Description of problem: The new rpmlint version reports invalid-url warning for source references that are not urls, e.g. Source: %{_name}-%{version}.tar.gz results in: $ rpmlint globus-gram-client-tools.spec globus-gram-client-tools.spec: W: invalid-url Source0: globus_gram_client_tools-7.3.tar.gz The description of this warning is: $ rpmlint -I invalid-url invalid-url: The value should be a valid, public HTTP, HTTPS, or FTP URL. Issuing this warning if there is e.g. a git:// or svn+ssh:// url there makes sense, but issuing the warning when the source reference is not a url at all doesn't. There are many reasons why the source reference might not be a url: http://fedoraproject.org/wiki/Packaging:SourceURL#Using_Revision_Control http://fedoraproject.org/wiki/Packaging:SourceURL#When_Upstream_uses_Prohibited_Code http://fedoraproject.org/wiki/Packaging:SourceURL#Troublesome_URLs Version-Release number of selected component (if applicable): rpmlint-0.94-1.fc12.noarch How reproducible: Always Steps to Reproduce: 1. Run rpmlint on a spec file with a non-url source reference Actual results: rpmlint issues an invalid-url warning. Expected results: No warning. Additional info: This issue did not exist in earlier versions of rpmlint.
This is intentional, we want a warning for all non-URL source archives to alert packagers to check if a URL would exist but is accidentally not used. If there's no URL that can be used for the source archive, just ignore the warning.

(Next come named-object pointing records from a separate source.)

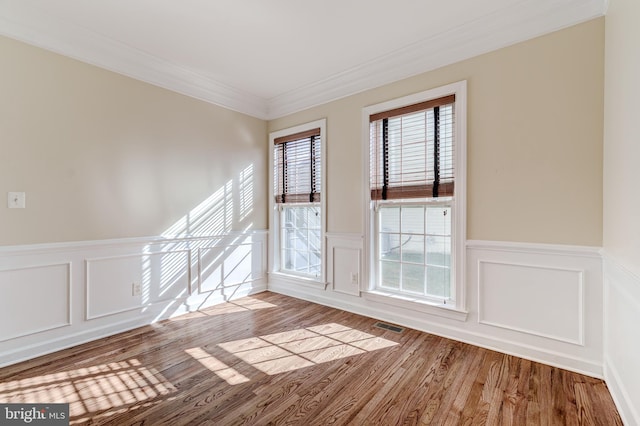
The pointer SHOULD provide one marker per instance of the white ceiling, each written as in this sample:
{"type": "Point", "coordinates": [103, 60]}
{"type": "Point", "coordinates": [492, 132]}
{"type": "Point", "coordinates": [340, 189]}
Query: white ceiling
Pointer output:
{"type": "Point", "coordinates": [268, 58]}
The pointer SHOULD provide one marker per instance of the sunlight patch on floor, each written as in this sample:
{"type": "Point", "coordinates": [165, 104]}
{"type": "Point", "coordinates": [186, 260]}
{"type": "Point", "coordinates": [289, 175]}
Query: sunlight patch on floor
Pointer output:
{"type": "Point", "coordinates": [304, 347]}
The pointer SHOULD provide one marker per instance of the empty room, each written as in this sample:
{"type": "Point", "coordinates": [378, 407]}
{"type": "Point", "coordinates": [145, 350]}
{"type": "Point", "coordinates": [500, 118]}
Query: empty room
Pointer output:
{"type": "Point", "coordinates": [293, 212]}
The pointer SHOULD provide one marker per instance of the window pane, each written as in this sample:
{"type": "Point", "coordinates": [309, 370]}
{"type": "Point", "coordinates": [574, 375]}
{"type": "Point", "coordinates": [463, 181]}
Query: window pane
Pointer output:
{"type": "Point", "coordinates": [413, 249]}
{"type": "Point", "coordinates": [439, 221]}
{"type": "Point", "coordinates": [390, 246]}
{"type": "Point", "coordinates": [439, 251]}
{"type": "Point", "coordinates": [413, 278]}
{"type": "Point", "coordinates": [390, 275]}
{"type": "Point", "coordinates": [301, 240]}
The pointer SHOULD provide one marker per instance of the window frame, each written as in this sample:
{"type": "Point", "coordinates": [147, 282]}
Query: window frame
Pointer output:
{"type": "Point", "coordinates": [458, 203]}
{"type": "Point", "coordinates": [275, 213]}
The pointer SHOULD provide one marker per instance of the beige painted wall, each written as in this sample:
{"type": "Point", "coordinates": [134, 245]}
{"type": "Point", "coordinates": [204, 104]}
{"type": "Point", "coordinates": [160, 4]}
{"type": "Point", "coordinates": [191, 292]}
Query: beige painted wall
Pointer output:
{"type": "Point", "coordinates": [535, 126]}
{"type": "Point", "coordinates": [103, 156]}
{"type": "Point", "coordinates": [622, 134]}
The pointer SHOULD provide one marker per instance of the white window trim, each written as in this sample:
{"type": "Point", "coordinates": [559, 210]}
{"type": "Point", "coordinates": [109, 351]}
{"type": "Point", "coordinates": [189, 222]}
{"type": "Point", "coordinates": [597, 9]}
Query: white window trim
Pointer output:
{"type": "Point", "coordinates": [459, 204]}
{"type": "Point", "coordinates": [274, 214]}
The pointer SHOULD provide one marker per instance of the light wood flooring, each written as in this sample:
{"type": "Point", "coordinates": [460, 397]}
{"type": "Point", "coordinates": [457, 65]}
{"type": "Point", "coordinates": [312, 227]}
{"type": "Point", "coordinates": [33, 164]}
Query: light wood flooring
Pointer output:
{"type": "Point", "coordinates": [271, 359]}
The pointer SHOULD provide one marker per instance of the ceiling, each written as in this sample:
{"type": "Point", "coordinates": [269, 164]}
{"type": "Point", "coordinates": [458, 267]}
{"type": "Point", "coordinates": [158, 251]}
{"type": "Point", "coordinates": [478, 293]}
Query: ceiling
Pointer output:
{"type": "Point", "coordinates": [269, 58]}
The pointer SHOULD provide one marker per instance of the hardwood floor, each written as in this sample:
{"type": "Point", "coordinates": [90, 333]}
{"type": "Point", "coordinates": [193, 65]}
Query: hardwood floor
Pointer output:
{"type": "Point", "coordinates": [271, 359]}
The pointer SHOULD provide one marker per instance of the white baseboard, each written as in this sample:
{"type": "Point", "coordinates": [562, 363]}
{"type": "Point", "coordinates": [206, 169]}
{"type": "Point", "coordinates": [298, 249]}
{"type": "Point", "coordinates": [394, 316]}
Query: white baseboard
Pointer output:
{"type": "Point", "coordinates": [621, 347]}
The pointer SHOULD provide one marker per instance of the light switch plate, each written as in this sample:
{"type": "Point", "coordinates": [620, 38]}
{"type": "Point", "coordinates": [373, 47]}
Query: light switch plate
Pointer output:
{"type": "Point", "coordinates": [16, 200]}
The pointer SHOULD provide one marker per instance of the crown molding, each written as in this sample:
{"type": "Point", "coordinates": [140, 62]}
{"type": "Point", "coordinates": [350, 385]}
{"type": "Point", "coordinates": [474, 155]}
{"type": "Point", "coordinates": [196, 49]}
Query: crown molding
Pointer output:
{"type": "Point", "coordinates": [520, 21]}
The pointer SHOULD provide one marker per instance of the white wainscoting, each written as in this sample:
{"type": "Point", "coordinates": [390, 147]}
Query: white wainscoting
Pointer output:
{"type": "Point", "coordinates": [45, 289]}
{"type": "Point", "coordinates": [622, 343]}
{"type": "Point", "coordinates": [59, 295]}
{"type": "Point", "coordinates": [537, 301]}
{"type": "Point", "coordinates": [511, 295]}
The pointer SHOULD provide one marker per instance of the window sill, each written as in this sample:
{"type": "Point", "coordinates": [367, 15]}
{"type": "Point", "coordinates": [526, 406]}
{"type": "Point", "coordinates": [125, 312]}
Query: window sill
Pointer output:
{"type": "Point", "coordinates": [297, 280]}
{"type": "Point", "coordinates": [414, 304]}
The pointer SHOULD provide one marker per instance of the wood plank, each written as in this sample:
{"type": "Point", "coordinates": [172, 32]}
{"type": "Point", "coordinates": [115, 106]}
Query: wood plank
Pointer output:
{"type": "Point", "coordinates": [272, 359]}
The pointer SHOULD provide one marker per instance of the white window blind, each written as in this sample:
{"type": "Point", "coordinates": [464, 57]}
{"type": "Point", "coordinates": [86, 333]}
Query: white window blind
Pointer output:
{"type": "Point", "coordinates": [412, 151]}
{"type": "Point", "coordinates": [297, 171]}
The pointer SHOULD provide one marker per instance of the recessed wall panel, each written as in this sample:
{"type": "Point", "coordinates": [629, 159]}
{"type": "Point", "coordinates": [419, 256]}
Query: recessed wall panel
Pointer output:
{"type": "Point", "coordinates": [531, 299]}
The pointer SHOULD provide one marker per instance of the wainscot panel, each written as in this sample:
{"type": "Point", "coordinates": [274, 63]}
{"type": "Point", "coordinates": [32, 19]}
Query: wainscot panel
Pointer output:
{"type": "Point", "coordinates": [41, 289]}
{"type": "Point", "coordinates": [60, 295]}
{"type": "Point", "coordinates": [540, 302]}
{"type": "Point", "coordinates": [621, 349]}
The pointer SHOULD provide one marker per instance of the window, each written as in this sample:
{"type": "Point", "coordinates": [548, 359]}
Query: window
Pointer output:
{"type": "Point", "coordinates": [416, 196]}
{"type": "Point", "coordinates": [298, 201]}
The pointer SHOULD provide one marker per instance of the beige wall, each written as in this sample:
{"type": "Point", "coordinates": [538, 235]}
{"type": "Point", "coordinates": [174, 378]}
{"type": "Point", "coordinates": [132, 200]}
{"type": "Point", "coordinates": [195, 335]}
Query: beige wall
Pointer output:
{"type": "Point", "coordinates": [622, 135]}
{"type": "Point", "coordinates": [103, 156]}
{"type": "Point", "coordinates": [535, 125]}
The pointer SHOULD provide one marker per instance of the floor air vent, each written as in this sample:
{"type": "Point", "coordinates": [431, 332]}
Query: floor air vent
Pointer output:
{"type": "Point", "coordinates": [389, 327]}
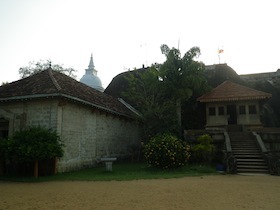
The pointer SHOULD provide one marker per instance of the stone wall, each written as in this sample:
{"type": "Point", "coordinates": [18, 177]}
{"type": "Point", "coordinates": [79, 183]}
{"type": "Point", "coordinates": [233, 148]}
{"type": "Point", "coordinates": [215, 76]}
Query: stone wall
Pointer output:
{"type": "Point", "coordinates": [87, 133]}
{"type": "Point", "coordinates": [91, 134]}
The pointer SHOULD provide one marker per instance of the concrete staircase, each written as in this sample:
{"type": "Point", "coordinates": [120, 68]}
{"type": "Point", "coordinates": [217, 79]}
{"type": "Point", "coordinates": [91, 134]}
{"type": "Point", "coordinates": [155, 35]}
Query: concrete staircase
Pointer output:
{"type": "Point", "coordinates": [247, 153]}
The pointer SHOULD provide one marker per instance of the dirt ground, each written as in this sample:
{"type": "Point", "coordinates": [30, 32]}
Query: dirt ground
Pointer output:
{"type": "Point", "coordinates": [207, 192]}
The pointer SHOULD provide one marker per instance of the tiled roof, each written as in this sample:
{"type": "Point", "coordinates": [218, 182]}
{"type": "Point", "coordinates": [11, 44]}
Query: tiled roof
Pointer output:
{"type": "Point", "coordinates": [50, 83]}
{"type": "Point", "coordinates": [229, 91]}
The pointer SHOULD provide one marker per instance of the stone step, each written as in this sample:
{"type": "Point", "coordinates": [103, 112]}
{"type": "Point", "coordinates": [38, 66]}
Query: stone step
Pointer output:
{"type": "Point", "coordinates": [255, 164]}
{"type": "Point", "coordinates": [252, 167]}
{"type": "Point", "coordinates": [249, 156]}
{"type": "Point", "coordinates": [262, 171]}
{"type": "Point", "coordinates": [244, 152]}
{"type": "Point", "coordinates": [251, 160]}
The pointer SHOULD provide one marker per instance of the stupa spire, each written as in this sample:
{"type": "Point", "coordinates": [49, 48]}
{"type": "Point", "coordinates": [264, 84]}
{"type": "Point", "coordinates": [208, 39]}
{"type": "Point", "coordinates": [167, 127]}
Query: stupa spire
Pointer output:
{"type": "Point", "coordinates": [91, 64]}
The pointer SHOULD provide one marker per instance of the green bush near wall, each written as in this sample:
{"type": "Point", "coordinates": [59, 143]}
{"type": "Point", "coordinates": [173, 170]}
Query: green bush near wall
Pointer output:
{"type": "Point", "coordinates": [166, 151]}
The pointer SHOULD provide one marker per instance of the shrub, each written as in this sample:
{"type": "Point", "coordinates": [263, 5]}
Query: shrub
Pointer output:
{"type": "Point", "coordinates": [203, 151]}
{"type": "Point", "coordinates": [37, 143]}
{"type": "Point", "coordinates": [166, 151]}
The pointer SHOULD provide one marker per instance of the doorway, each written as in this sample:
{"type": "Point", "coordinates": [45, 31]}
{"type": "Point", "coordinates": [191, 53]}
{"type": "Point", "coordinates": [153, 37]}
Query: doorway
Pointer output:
{"type": "Point", "coordinates": [4, 128]}
{"type": "Point", "coordinates": [232, 116]}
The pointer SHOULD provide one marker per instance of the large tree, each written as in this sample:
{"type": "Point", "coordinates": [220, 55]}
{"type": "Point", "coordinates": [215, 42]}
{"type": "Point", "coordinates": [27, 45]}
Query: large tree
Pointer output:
{"type": "Point", "coordinates": [145, 93]}
{"type": "Point", "coordinates": [38, 66]}
{"type": "Point", "coordinates": [158, 92]}
{"type": "Point", "coordinates": [181, 76]}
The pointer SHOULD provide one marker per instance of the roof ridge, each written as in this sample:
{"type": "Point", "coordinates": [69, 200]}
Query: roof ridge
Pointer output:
{"type": "Point", "coordinates": [53, 79]}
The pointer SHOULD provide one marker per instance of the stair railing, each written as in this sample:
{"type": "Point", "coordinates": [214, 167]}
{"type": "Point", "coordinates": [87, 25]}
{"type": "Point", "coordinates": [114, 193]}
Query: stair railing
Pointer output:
{"type": "Point", "coordinates": [273, 161]}
{"type": "Point", "coordinates": [230, 159]}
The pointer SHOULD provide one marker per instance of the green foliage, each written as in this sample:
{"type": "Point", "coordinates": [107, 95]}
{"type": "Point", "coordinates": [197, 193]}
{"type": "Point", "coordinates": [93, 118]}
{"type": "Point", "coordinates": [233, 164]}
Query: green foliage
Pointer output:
{"type": "Point", "coordinates": [145, 94]}
{"type": "Point", "coordinates": [41, 65]}
{"type": "Point", "coordinates": [203, 151]}
{"type": "Point", "coordinates": [166, 151]}
{"type": "Point", "coordinates": [36, 143]}
{"type": "Point", "coordinates": [158, 93]}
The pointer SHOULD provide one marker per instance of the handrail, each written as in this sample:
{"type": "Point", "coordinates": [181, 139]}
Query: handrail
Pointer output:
{"type": "Point", "coordinates": [260, 142]}
{"type": "Point", "coordinates": [227, 141]}
{"type": "Point", "coordinates": [272, 160]}
{"type": "Point", "coordinates": [230, 159]}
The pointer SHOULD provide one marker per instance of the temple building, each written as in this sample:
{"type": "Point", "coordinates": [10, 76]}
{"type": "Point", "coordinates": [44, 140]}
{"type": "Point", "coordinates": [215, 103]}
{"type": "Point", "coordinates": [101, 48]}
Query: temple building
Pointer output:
{"type": "Point", "coordinates": [90, 78]}
{"type": "Point", "coordinates": [233, 104]}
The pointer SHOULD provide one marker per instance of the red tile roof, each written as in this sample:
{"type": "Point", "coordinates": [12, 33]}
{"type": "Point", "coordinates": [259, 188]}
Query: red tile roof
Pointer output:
{"type": "Point", "coordinates": [229, 91]}
{"type": "Point", "coordinates": [50, 83]}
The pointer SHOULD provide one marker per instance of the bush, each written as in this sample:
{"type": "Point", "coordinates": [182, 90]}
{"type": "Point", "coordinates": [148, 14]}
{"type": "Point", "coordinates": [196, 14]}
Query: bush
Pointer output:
{"type": "Point", "coordinates": [37, 143]}
{"type": "Point", "coordinates": [203, 151]}
{"type": "Point", "coordinates": [166, 151]}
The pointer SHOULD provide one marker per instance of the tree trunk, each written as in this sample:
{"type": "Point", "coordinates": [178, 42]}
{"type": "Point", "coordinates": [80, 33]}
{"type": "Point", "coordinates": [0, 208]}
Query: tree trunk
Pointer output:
{"type": "Point", "coordinates": [36, 168]}
{"type": "Point", "coordinates": [179, 116]}
{"type": "Point", "coordinates": [55, 166]}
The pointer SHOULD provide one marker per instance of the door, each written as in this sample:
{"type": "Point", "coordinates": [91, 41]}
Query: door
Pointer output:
{"type": "Point", "coordinates": [231, 113]}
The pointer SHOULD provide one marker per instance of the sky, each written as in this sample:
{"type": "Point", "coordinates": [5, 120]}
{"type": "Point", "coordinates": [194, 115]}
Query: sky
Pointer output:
{"type": "Point", "coordinates": [126, 34]}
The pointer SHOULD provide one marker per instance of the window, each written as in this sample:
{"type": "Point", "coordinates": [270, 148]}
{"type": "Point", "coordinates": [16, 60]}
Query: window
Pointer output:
{"type": "Point", "coordinates": [242, 109]}
{"type": "Point", "coordinates": [212, 111]}
{"type": "Point", "coordinates": [252, 109]}
{"type": "Point", "coordinates": [221, 110]}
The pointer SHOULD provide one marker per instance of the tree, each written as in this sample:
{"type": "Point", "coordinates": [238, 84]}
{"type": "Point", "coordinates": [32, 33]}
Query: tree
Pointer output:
{"type": "Point", "coordinates": [181, 76]}
{"type": "Point", "coordinates": [158, 92]}
{"type": "Point", "coordinates": [144, 93]}
{"type": "Point", "coordinates": [41, 65]}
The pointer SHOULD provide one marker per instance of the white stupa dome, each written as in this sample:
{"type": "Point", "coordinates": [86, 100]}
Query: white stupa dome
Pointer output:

I've just hit the same problem. It would seem to me that a better solution would be for rpmlint to support file:// URLs.
I fail to see how file:// URLs in specfiles would make any sense.
"to alert packagers to check if a URL would exist but is accidentally not used" This seems to be a very weak argument. spectool -g and/or rpmbuild and/or mock will clearly break if the source isn't present and cannot be retrieved. Filtering only this exact scenario (no URL just filename) but ensuring other truly invalid URL warnings don't get suppressed is either tedious with a ton of package-specific yet nearly identical filter statements in a global rpmlint config (or all over the place in package-specific rpmlint configs) or a single regex (that is bug free) that suppresses every possibility of this exact error (and again, copy/pasted all over the place into every package-specific rpmlint file for those that don't use some giant global config file). Would you be willing to reconsider?
FWIW no, but then again other people look after rpmlint these days. Anyway, I think it's trivial to add one suppression filter to a rpmlint config that would take care of these cases and doesn't hurt others, if this message is undesirable. Doing it the other way (having rpmlint report something through its configs that it doesn't know about) is not possible.